These are “dreamers”…ecstatic, rapturous…floating in amniotic bliss…Nirvana. They are in motion, rotation…another space you enter through veils of iridescent glaze.
How to picture transcendent consciousness? To picture a transcendent state of consciousness with visual imagery suggests the establishment of a space without sculptural form, weight, distance, or time. This space must be mutable and, contrary to ordinary experience, both flat and limitless. For me, it is a color space, color being a substance, like air or like water, that becomes a kind of medium within which thought can exist, within which consciousness moves.
In her catalogue essay for my 2005 exhibition at the Daum Museum, Leesa Fanning speaks of Jouissance: “Jouissance, describes a state of ecstasy, and the multiple meanings are simultaneous—jouissance is at once sexual, spiritual, physical, and conceptual.[i] According to Julia Kristeva, a literary and cultural theorist, linguist, and psychoanalyst, the primary vehicle of jouissance is color. Color ravishes the eye, eroticizes the body, and returns us to fleeting moments of our origins.”

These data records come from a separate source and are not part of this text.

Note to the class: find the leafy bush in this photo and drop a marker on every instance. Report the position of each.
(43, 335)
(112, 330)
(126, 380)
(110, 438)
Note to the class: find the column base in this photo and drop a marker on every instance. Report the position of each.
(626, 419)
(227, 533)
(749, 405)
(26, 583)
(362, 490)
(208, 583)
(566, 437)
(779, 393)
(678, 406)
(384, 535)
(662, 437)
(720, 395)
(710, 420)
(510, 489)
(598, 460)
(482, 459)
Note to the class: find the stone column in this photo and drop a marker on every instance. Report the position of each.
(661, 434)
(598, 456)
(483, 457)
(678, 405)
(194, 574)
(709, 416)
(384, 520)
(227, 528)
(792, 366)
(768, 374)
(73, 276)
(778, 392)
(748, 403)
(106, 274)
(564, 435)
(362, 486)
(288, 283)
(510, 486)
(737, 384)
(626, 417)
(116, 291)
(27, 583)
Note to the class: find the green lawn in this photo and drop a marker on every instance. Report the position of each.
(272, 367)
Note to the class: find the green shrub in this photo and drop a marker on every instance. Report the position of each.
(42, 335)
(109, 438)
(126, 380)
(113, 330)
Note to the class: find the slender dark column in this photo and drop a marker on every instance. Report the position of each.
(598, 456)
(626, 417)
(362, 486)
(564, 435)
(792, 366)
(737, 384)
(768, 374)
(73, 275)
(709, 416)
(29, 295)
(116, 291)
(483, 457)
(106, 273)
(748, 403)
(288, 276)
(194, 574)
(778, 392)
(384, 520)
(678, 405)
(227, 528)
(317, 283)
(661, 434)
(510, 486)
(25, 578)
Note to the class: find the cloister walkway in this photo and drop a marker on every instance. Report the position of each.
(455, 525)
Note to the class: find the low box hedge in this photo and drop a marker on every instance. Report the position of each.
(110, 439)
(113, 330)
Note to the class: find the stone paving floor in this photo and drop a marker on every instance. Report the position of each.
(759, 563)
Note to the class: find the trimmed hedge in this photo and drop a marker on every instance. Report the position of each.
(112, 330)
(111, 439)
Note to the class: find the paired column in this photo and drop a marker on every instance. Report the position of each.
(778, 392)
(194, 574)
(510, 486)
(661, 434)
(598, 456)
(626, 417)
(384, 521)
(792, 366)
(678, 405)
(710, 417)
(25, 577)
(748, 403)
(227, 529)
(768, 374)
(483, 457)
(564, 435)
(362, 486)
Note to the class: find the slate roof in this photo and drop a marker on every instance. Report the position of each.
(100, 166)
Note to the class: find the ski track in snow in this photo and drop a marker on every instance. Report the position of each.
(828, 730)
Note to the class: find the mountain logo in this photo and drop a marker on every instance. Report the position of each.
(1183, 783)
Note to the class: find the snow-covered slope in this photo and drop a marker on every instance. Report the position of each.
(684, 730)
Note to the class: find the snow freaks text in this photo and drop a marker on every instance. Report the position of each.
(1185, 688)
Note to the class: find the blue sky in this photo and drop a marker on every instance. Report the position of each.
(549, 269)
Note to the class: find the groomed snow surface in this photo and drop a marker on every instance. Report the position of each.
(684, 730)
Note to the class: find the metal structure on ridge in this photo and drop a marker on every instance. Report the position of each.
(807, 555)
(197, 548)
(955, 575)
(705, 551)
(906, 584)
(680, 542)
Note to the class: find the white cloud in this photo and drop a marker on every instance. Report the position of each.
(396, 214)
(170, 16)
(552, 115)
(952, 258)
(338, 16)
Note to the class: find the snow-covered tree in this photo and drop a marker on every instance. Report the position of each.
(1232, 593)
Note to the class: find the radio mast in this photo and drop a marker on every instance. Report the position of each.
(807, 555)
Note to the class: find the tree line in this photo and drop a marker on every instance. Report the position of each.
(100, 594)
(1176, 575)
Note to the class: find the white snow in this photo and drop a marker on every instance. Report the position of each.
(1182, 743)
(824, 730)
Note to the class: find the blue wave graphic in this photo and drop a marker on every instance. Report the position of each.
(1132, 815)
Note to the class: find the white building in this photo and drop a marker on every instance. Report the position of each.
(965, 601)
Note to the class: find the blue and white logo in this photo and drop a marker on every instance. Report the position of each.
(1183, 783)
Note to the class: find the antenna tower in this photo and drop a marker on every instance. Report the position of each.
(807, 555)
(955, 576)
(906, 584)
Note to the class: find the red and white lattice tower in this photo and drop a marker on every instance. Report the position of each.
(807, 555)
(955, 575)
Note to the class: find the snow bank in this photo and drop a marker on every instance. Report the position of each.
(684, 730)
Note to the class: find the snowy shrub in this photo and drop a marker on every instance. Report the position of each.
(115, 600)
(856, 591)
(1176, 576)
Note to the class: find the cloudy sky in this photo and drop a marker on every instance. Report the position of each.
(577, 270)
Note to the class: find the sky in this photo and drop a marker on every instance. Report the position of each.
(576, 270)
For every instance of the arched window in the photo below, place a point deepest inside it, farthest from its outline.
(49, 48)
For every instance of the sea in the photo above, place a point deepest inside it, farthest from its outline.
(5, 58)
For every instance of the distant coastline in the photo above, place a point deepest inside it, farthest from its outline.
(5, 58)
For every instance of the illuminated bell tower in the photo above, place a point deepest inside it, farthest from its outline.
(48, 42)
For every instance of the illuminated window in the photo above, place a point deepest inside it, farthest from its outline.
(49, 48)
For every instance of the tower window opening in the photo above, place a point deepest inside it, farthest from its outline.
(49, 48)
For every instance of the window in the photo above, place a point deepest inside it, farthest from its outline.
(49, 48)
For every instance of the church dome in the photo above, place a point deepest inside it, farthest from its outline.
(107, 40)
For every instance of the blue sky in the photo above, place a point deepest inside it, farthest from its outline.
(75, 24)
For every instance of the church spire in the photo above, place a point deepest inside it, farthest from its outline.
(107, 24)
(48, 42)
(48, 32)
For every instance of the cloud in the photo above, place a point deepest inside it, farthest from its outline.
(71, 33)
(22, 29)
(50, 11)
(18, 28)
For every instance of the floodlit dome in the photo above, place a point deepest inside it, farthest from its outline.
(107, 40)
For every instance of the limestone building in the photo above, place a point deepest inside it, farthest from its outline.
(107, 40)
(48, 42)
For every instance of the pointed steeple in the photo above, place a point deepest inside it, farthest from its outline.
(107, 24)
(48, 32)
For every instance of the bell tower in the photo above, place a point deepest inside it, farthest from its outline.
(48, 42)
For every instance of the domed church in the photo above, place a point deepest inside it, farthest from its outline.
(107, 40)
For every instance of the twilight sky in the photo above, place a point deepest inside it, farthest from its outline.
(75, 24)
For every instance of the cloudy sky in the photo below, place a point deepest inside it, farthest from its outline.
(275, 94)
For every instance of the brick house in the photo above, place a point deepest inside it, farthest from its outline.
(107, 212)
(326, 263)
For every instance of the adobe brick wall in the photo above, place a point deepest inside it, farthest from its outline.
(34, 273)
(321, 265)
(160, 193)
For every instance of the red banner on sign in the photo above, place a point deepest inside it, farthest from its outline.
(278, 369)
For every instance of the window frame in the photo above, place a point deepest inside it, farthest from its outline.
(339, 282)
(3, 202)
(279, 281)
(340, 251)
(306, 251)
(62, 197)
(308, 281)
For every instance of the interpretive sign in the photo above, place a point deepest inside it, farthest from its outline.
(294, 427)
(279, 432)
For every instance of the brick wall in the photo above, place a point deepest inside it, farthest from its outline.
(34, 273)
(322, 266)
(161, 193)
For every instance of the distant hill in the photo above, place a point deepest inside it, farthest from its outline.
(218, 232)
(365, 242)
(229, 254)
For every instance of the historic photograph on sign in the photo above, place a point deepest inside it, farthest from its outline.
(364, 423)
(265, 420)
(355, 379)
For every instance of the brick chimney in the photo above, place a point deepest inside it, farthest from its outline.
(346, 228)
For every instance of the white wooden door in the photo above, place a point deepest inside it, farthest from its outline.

I have, for a number of years, been using the luminous potential of iridescent pigments to induce shifting perceptions of space and color. I have been striving to create a sort of “color atmosphere” within which form can emerge or dissolve in the mind of the viewer.
I am interested in optics, how the eye and brain perceive and then construct meaning. I am interested in the subversive complexity of an art that changes as the viewer moves, that ripens as successive moments accumulate, an art that rewards the patient viewer.